Pada APBN 2022, target ekonomi Indonesia ditetapkan sebesar 5,2%. Dana Moneter Internasional (IMF) memproyeksi ekonomi Tanah Air tumbuh 5,6% sementara Bank Dunia sebesar 5,2%.

Namun, ‘bencana’ besar dan berkepanjangan datang tanpa diduga. Ketegangan Rusia-Ukraina berujung pada invasi Negara Beruang Merah ke Ukraina pada 24 Februari 2022.

Perang kemudian mengubah optimisme menjadi kekhawatiran. Perang juga melambungkan harga komoditas ke level tertinggi dalam beberapa dekade terakhir.
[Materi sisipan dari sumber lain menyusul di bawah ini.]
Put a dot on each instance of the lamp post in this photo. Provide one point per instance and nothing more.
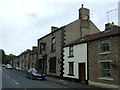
(109, 12)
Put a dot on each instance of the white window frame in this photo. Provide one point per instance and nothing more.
(103, 77)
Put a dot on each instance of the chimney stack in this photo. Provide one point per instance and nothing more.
(53, 28)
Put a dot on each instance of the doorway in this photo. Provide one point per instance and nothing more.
(82, 72)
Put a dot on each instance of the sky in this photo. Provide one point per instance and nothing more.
(23, 22)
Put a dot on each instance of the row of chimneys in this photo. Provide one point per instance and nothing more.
(107, 26)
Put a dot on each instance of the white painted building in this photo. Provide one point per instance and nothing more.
(75, 65)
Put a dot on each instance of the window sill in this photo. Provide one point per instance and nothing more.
(103, 53)
(71, 74)
(105, 78)
(70, 56)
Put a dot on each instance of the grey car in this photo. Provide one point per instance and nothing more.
(34, 73)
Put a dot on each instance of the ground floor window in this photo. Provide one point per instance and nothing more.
(52, 65)
(71, 68)
(105, 69)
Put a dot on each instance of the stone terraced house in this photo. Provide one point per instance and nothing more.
(50, 47)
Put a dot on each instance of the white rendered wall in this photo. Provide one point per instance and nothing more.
(80, 56)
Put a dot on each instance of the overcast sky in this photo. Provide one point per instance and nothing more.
(22, 22)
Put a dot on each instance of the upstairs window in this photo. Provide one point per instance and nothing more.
(105, 69)
(53, 44)
(71, 68)
(71, 51)
(104, 45)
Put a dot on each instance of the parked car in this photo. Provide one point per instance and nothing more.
(8, 66)
(34, 73)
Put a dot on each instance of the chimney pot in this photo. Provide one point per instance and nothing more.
(53, 28)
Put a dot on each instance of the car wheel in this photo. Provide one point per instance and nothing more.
(32, 77)
(43, 78)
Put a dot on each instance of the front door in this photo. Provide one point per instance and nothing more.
(82, 72)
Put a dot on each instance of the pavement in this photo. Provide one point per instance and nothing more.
(70, 84)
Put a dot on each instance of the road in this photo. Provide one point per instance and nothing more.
(17, 79)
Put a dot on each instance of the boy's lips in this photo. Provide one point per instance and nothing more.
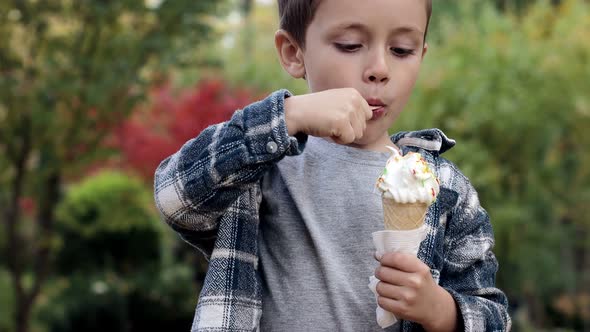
(377, 106)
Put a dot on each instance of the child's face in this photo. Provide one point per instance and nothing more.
(374, 46)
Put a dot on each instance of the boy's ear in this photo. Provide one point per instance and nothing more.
(290, 54)
(424, 50)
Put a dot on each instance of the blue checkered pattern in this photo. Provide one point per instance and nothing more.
(209, 192)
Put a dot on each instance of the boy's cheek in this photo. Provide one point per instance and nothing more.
(435, 275)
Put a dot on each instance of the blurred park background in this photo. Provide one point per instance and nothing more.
(94, 94)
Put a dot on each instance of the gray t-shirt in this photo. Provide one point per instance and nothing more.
(317, 215)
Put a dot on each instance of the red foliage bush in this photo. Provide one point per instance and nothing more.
(158, 130)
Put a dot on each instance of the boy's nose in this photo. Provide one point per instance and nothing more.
(377, 69)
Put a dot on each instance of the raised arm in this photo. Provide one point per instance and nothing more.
(470, 266)
(195, 186)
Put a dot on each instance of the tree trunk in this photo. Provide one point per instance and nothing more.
(23, 313)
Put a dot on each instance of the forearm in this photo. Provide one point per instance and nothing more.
(445, 314)
(195, 186)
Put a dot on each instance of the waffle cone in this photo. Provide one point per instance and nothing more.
(403, 216)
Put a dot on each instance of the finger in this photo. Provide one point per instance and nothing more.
(403, 262)
(392, 276)
(345, 136)
(377, 256)
(366, 110)
(390, 291)
(358, 125)
(398, 308)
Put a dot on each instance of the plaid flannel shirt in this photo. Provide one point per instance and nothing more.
(209, 192)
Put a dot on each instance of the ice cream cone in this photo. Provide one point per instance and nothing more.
(403, 216)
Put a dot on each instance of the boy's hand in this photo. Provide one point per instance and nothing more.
(340, 114)
(409, 292)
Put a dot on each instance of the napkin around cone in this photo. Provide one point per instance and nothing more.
(394, 241)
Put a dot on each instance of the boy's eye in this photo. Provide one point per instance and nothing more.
(348, 47)
(401, 52)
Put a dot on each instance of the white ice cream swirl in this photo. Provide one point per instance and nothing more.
(408, 179)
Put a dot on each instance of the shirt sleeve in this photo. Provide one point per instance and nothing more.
(470, 266)
(195, 187)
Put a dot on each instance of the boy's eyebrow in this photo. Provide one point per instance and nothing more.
(364, 29)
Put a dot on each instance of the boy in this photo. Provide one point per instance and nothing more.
(281, 197)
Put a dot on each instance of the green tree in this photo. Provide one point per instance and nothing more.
(513, 92)
(70, 70)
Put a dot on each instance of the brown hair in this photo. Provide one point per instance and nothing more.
(296, 15)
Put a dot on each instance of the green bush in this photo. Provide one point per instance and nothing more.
(149, 300)
(108, 222)
(513, 91)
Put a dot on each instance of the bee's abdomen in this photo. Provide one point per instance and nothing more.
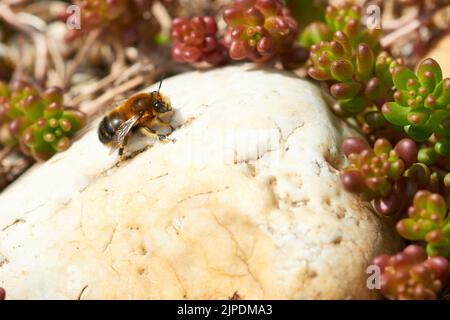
(108, 127)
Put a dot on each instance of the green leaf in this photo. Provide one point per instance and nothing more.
(396, 114)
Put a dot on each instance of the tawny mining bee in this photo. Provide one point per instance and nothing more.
(150, 113)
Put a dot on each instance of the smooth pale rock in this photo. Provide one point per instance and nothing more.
(247, 199)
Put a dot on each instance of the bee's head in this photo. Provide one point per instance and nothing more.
(160, 104)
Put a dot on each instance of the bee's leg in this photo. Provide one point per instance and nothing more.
(121, 150)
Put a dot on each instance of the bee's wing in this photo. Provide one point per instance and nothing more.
(123, 131)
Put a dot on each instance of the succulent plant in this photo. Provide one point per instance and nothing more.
(372, 171)
(422, 104)
(410, 275)
(428, 221)
(6, 68)
(195, 40)
(307, 11)
(347, 55)
(258, 30)
(127, 20)
(39, 123)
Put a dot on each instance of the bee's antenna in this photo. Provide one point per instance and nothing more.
(160, 82)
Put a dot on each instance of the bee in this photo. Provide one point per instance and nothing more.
(150, 113)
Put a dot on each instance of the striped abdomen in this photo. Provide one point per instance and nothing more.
(108, 127)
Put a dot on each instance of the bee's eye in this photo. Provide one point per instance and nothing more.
(159, 107)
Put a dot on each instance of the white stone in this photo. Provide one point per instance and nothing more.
(247, 199)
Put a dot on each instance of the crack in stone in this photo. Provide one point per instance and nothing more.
(17, 221)
(203, 194)
(82, 291)
(240, 254)
(110, 239)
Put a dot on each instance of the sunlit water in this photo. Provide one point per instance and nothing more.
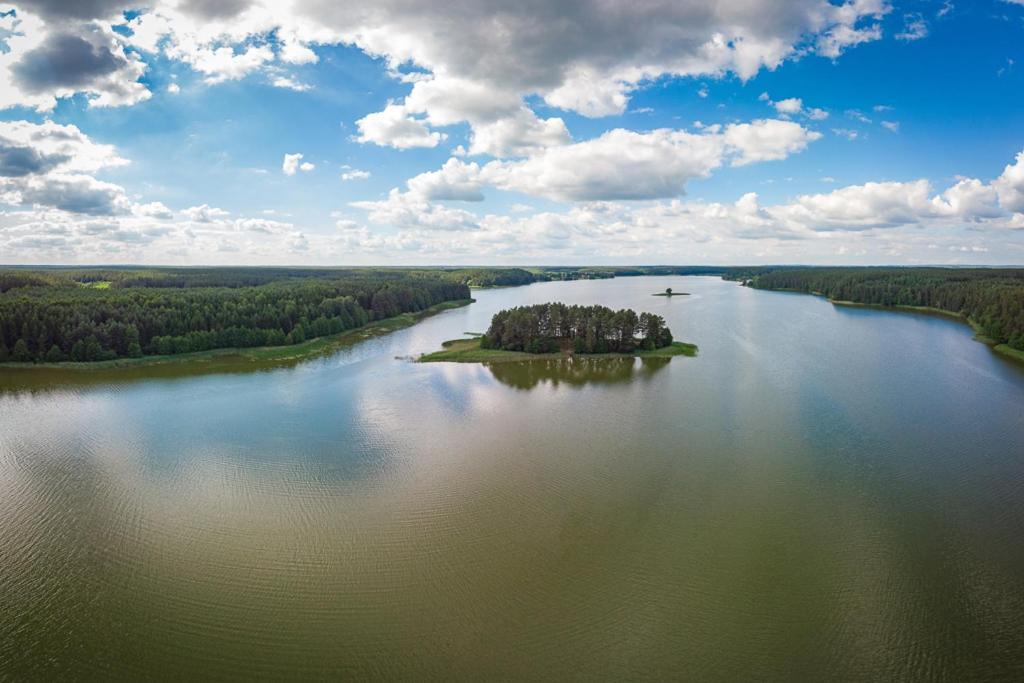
(822, 493)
Harga batu bara mencatatkan rekor tertingginya sebanyak dua kali pada tahun ini yakni pada 2 Maret saat harga menyentuh level USD446 per ton dan 5 September di posisi USD463,75 per ton.

Harga minyak sawit mentah atau Crude Palm Oil (CPO) juga menembus rekor baru pada 29 April ke posisi 7.104 ringgit per ton. Harga nikel menembus USD27.000 per ton pada 4 Maret dan melewati level tertinggi di Februari 2011.

Sementara itu, harga emas pada 8 Maret sempat melesat ke USD2.069,89 per troy ons, mendekati rekor tertinggi di level USD2.072,49 yang dicapai pada 7 Agustus 2020.

Pada 7 Maret, minyak mentah jenis Brent meroket hingga nyaris menembus USD 140 per barel, tepatnya USD139,13 per barel. Ini merupakan level tertinggi dalam 13 tahun terakhir, tepatnya sejak 15 Juli 2008.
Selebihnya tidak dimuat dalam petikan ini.